DPBench: Large Language Models Struggle with Simultaneous Coordination
Najmul Hasan, Prashanth BusiReddyGari

TL;DR
DPBench is a new benchmark testing large language models' ability to coordinate in multi-agent scenarios, revealing they struggle with simultaneous decision-making and deadlock, highlighting the need for external coordination mechanisms.
Contribution
Introduces DPBench, a benchmark based on the Dining Philosophers problem, to evaluate LLM coordination under resource contention and multiple conditions.
Findings
LLMs coordinate well sequentially but fail simultaneously.

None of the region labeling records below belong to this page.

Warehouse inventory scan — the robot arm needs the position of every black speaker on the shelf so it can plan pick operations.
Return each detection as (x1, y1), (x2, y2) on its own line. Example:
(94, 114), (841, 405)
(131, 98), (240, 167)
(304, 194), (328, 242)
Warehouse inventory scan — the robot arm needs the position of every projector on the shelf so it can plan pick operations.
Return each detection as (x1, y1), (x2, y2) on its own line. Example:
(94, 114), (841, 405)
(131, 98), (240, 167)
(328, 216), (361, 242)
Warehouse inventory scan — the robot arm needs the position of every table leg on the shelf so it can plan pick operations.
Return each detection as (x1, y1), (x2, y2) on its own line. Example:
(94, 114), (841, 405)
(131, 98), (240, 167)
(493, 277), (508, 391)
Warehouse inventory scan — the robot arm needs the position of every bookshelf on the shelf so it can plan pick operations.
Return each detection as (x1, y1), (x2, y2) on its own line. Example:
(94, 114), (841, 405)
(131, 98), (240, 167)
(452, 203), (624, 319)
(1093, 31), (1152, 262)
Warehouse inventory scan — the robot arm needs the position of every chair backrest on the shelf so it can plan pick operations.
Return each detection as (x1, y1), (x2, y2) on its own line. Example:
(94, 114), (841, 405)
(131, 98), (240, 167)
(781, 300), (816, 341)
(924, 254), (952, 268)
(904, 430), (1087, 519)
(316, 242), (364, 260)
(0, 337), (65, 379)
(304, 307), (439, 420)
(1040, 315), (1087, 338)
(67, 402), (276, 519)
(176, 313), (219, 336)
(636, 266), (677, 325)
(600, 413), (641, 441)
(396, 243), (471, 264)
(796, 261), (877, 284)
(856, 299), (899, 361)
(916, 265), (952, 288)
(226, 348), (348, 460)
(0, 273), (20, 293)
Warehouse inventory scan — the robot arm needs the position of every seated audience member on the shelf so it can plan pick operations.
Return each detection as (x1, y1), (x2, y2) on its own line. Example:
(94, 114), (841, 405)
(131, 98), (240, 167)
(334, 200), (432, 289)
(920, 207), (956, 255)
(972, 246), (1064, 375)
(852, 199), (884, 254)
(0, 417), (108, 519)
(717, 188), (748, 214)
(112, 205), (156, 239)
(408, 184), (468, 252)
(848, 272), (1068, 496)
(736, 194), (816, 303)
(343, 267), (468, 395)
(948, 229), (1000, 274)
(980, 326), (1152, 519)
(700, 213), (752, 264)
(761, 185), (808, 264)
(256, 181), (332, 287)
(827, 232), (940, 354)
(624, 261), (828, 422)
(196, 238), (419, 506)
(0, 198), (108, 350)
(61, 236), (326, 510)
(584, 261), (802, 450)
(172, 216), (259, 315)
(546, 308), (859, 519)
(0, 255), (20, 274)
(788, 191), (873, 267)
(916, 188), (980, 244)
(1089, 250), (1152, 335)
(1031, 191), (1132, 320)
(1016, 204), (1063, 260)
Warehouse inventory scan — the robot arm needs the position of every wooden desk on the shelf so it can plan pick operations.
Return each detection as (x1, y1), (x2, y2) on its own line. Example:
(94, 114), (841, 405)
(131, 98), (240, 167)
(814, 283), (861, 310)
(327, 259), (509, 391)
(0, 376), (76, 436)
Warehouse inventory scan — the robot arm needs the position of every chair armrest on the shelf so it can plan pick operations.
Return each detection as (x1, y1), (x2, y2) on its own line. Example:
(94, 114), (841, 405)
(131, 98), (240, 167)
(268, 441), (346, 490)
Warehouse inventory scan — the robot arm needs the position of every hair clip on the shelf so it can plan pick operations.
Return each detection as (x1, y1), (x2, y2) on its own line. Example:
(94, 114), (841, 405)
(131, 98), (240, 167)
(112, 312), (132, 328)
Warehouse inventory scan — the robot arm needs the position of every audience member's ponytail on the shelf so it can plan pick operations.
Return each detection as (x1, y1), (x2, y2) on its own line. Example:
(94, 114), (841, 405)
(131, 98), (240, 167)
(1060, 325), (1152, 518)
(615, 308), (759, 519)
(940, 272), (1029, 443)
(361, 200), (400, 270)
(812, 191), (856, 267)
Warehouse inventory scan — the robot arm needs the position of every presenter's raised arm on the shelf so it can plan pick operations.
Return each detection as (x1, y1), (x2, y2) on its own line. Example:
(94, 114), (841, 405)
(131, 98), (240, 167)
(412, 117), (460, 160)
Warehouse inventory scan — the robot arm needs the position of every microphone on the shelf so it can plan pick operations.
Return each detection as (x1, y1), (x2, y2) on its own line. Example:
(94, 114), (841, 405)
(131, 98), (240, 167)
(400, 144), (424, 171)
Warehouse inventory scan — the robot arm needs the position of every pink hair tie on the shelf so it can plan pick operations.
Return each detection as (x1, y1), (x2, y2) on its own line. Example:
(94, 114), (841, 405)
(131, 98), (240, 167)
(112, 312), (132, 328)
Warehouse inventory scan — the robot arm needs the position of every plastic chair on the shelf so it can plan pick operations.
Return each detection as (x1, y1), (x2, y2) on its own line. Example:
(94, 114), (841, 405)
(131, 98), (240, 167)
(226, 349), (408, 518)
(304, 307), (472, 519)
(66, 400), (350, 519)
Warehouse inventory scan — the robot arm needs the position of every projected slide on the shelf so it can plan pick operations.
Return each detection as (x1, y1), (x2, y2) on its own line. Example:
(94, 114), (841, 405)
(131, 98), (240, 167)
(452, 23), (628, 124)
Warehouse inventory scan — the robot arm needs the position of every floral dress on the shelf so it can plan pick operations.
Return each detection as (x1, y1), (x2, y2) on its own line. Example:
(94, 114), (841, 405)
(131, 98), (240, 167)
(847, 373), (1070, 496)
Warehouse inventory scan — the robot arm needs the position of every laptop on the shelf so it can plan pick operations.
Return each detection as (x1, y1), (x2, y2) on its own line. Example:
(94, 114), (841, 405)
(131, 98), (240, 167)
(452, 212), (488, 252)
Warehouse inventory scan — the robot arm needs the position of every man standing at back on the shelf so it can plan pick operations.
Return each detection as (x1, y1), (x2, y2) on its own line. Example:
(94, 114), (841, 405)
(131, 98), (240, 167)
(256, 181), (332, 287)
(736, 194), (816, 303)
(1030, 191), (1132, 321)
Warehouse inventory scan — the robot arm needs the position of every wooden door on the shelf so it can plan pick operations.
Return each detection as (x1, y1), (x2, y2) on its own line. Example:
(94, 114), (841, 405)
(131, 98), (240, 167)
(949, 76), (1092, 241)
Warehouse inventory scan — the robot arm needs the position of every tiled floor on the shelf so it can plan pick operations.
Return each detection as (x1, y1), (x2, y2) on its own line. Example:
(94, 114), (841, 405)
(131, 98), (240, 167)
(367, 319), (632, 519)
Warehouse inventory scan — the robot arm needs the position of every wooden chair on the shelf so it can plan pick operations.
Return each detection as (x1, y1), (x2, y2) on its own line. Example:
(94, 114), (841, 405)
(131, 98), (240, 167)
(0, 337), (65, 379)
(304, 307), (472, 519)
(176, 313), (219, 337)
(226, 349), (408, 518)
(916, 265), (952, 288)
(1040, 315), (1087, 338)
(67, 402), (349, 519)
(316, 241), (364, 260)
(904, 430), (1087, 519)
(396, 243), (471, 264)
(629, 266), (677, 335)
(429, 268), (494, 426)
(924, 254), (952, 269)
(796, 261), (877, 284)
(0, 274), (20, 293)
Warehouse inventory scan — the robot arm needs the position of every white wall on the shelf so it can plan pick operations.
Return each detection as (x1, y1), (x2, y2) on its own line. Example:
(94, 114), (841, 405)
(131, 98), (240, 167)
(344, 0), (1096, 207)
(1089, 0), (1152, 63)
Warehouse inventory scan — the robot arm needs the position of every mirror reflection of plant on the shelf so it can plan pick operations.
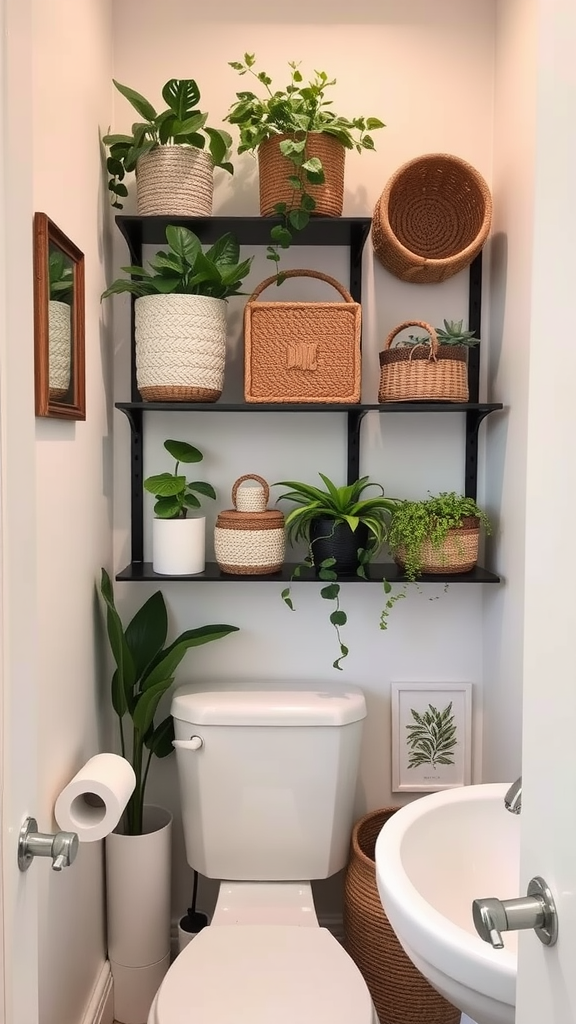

Deadlock rates exceed 95% in some conditions.
Communication does not improve and may worsen deadlock issues.
Abstract
Large language models are increasingly deployed in multi-agent systems, yet we lack benchmarks that test whether they can coordinate under resource contention. We introduce DPBench, a benchmark based on the Dining Philosophers problem that evaluates LLM coordination across eight conditions that vary decision timing, group size, and communication. Our experiments with GPT-5.2, Claude Opus 4.5, and Grok 4.1 reveal a striking asymmetry: LLMs coordinate effectively in sequential settings but fail when decisions must be made simultaneously, with deadlock rates exceeding 95\% under some conditions. We trace this failure to convergent reasoning, where agents independently arrive at identical strategies that, when executed simultaneously, guarantee deadlock. Contrary to expectations, enabling communication does not resolve this problem and can even increase deadlock rates. Our findings suggest…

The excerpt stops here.